While some activities, like exercise, are good for everyone who is physically able to do them and have no uncontrollable side effects, most decisions about mental health treatment options, and especially the decisions faced by people coping with serious mental health conditions, involve trade-offs. Nonetheless, 40 percent or more of Americans self-treat themselves without professional supervision, often without disclosing it to their psychiatrist or primary care provider.
In particular, many people who use herbs and food supplements also take prescription antidepressants, risking potentially dangerous adverse herb/drug interactions. While most natural psychotropics are generally considered safe, they are not risk free, and the common public misconception that natural products are inherently safe has been refuted by toxic reactions from these agents, which may be due to intrinsic toxicity, contamination, or interaction with other herbs or drugs.
“People considering using complementary or alternative treatments need to make an informed decision, just as they would with any synthetic medication or other treatment, weighing the evidence about effectiveness, drug interactions, side effects, and less dangerous options, to come up with a risk/benefit assessment,” said Wayne W. Lindstrom, Ph.D., president and CEO of Mental Health America.

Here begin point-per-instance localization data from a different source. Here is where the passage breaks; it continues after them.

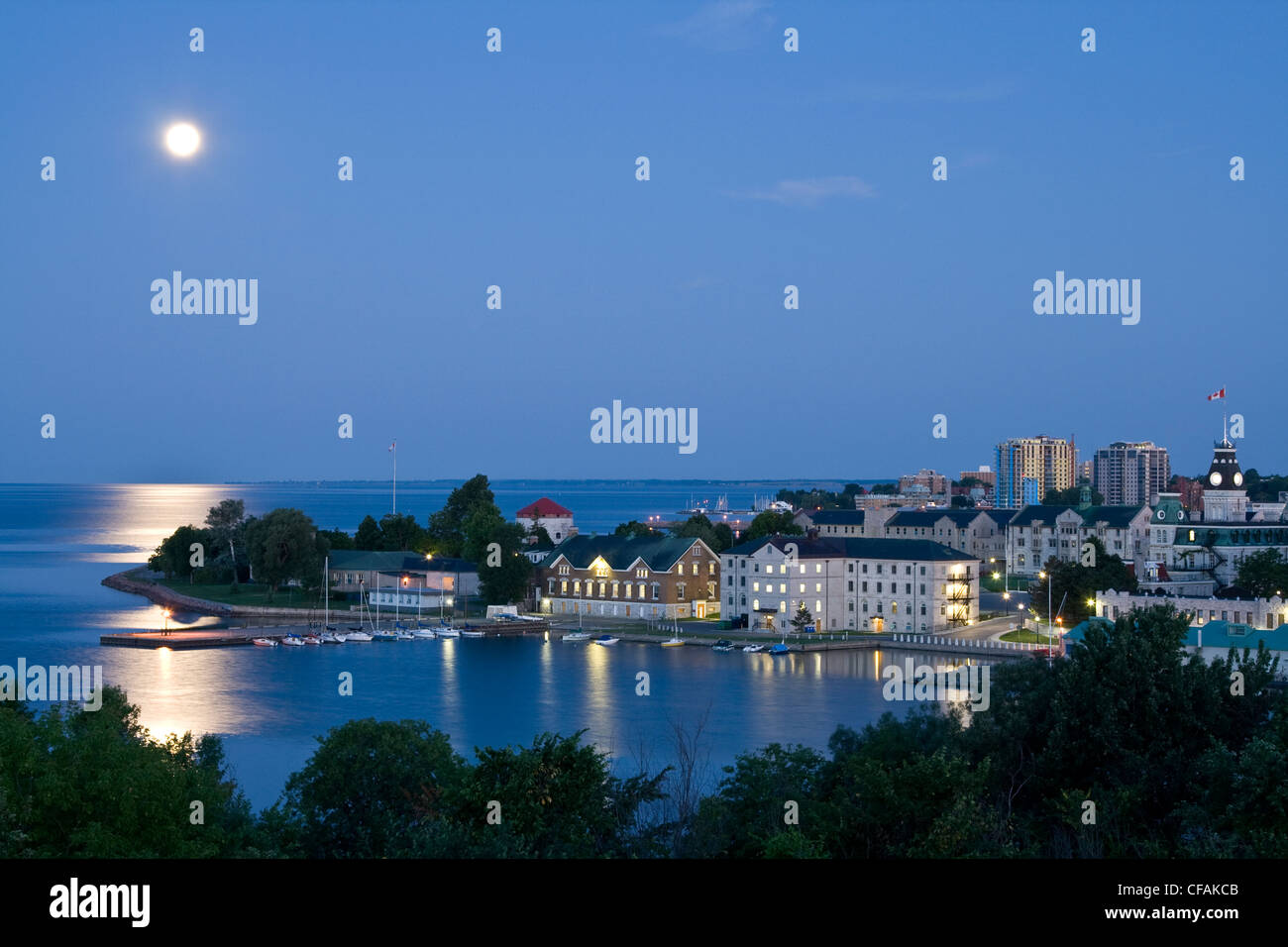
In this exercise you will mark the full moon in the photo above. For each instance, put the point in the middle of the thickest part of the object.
(181, 140)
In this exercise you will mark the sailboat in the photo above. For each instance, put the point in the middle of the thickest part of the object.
(326, 605)
(674, 641)
(579, 635)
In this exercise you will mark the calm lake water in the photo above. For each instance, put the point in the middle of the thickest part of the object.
(56, 543)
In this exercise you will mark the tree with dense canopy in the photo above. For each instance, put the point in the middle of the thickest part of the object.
(283, 545)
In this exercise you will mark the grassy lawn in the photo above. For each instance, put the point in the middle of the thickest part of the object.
(1024, 637)
(246, 594)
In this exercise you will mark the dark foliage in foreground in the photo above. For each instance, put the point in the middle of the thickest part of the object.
(1176, 758)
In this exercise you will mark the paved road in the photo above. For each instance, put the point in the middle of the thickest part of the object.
(993, 600)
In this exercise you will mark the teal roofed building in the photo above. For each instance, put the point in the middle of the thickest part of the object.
(1194, 553)
(1214, 639)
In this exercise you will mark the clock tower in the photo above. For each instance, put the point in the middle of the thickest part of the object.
(1224, 497)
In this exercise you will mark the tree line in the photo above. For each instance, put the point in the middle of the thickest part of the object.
(286, 545)
(1126, 749)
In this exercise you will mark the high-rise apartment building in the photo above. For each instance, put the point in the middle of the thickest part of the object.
(1028, 468)
(1131, 472)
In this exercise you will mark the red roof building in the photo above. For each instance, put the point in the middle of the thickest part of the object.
(554, 518)
(545, 508)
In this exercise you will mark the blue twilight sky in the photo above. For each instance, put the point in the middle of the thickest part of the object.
(518, 169)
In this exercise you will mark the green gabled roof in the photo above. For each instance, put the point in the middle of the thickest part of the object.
(1034, 513)
(400, 561)
(1115, 517)
(857, 548)
(1000, 515)
(660, 554)
(960, 518)
(1216, 634)
(837, 518)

“These are the issues that any physician must consider, and that anyone considering complementary or alternative treatment should consider. But the blizzard of competing claims poses a real challenge to getting efficient access to reliable evidence about safety and efficacy. We have produced this resource to fill that void.”
Mental Health America enlisted the help of David Mischoulon, M.D., Ph.D., Associate Professor of Psychiatry at Harvard Medical School, to review the material. But the information was compiled from many published sources by Mental Health America.

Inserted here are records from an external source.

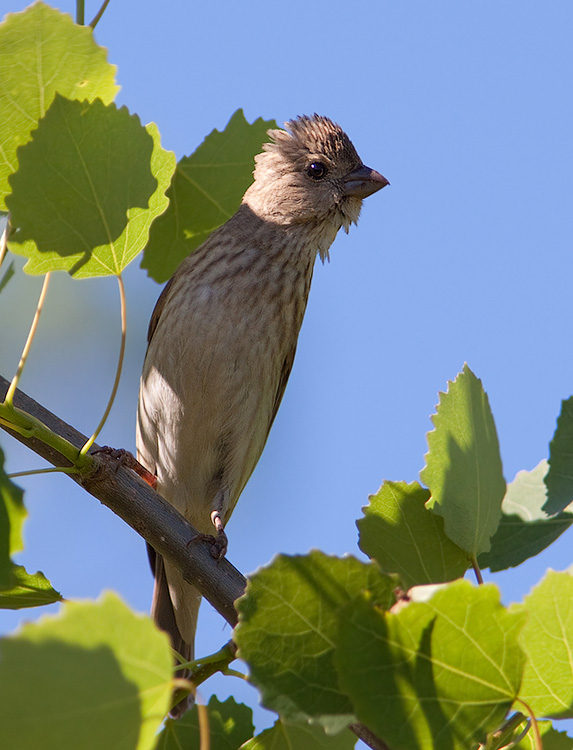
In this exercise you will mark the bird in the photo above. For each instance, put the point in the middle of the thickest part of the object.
(222, 340)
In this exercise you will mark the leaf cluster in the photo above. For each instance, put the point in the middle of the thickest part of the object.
(394, 647)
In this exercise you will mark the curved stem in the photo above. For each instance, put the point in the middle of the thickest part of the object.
(99, 14)
(57, 470)
(537, 744)
(16, 379)
(123, 313)
(204, 736)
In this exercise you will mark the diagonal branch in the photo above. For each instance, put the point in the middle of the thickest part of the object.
(142, 508)
(151, 517)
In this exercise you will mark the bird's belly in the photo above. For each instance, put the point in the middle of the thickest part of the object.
(211, 409)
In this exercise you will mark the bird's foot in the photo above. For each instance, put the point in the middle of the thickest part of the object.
(218, 541)
(125, 458)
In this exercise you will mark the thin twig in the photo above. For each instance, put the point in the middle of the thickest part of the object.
(32, 332)
(123, 313)
(537, 743)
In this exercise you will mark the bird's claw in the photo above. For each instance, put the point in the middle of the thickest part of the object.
(124, 458)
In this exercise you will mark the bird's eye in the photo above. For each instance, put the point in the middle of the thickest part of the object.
(316, 170)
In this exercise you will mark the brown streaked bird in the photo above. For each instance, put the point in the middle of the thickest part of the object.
(223, 336)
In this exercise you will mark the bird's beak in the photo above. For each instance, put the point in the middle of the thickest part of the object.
(363, 181)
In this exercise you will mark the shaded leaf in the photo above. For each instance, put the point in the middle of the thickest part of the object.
(559, 479)
(85, 169)
(27, 590)
(405, 538)
(463, 465)
(285, 736)
(101, 676)
(206, 190)
(440, 673)
(288, 621)
(550, 737)
(12, 516)
(43, 52)
(525, 529)
(547, 639)
(230, 724)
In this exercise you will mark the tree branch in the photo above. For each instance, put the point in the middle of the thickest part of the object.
(142, 508)
(134, 501)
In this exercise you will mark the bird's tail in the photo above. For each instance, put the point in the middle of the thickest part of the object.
(175, 608)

The website is a “meta-review” of the ten most prominent objective sources, including Dr. Mischoulon’s own book, Natural Medications for Psychiatric Disorders: Considering the Alternatives, co-edited with Jerrold F. Rosenbaum, M.D. (also of Harvard Medical School) (2002/2008). By putting all of the recommendations not tied to product advertising in one place, side-by-side, Mental Health America hopes to help consumers, advocates, physicians and other health care practitioners be better informed about the principal non-traditional options available and the evidence that supports them.
Mental Health America and other large mental health advocacy groups have never previously provided systematic information on supplements, which have been used extensively by consumers based on word of mouth recommendations, in the absence of reliable advice about risks or efficacy. With the publication of this web resource, Mental Health America hopes to remedy this oversight.